Дома сидеть — ничего не высидишь, а чужбина всему научит. Не нарадовался Герасим на братанича[292], любил его пуще, чем отец с матерью; не мог налюбоваться на своего выучка[293].
Сколько денег привез с собою Герасим, доподлинно никто того не знал. Не было у него об этом речей ни с братом, ни с невесткой, а когда вырос Иванушка, и тому ни слова не молвил. При возврате Герасима на родину у всех было на виду, что три полных воза с товарами было при нем. Уложены были те товары точно в такие коробья, в каких офени развозят красный товар. Думали, что тут ситцы, холстинки, платки, сарпинки, иголки, булавки, гребни, наперстки, ножницы, тесемки и всякий другой красносельский и сидоровский товары[294].

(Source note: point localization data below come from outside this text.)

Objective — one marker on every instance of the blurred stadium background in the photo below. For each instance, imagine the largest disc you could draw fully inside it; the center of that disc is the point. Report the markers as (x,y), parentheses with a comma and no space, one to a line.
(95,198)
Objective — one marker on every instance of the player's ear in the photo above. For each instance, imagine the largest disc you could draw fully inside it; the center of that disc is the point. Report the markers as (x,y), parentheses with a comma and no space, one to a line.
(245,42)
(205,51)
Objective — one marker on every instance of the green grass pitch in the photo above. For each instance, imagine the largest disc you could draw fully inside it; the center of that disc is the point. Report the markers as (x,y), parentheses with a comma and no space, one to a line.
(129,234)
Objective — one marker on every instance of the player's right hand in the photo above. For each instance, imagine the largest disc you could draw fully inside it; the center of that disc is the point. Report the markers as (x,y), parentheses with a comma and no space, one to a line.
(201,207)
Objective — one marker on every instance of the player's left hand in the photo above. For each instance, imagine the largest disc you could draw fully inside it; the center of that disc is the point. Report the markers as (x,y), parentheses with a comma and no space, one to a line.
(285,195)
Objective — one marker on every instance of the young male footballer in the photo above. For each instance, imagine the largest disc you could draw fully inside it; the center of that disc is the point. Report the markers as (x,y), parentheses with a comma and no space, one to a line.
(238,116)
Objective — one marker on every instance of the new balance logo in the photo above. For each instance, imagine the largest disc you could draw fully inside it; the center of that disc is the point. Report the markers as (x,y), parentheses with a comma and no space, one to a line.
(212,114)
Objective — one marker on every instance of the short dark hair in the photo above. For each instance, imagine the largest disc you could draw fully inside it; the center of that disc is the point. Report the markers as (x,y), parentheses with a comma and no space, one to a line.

Бабы тотчас стали смекать, сколько тут какого товару должно быть положено и чего он стоит — считали, считали, счет потеряли, так и бросили. Но все в один голос решили, что Герасим Чубалов темный богач, и стали судить и рядить, гадать и догадываться, где б это он был-побывал, в каких сторонах, в каких городах и каким способом столь много добра накопил. Вдруг откуда ни возьмись в бабьем кругу тетка Арина и понесла околесную.
Уши развесив, бабы ее слушают, набираются от закусочницы сказов и пересудов, и пошла про Герасима худая молва, да не одна: и в разбои-то он хаживал, и фальшивые-то деньги работывал, и, живучи у купца в приказчиках, обокрал его, и, будучи у купчихи в любовниках, все добро у нее забрал…
Столько было болтовни, столько было про Герасима сплетен, смутков[295] и клеветы, что послушать только, так уши завянут. Когда же узнали, что он привез не холстинки, не сарпинки, а одни только старые книги, тогда вера в несметность его богатства разом исчезла, и с тем вместе и молва про его похождения замолкла.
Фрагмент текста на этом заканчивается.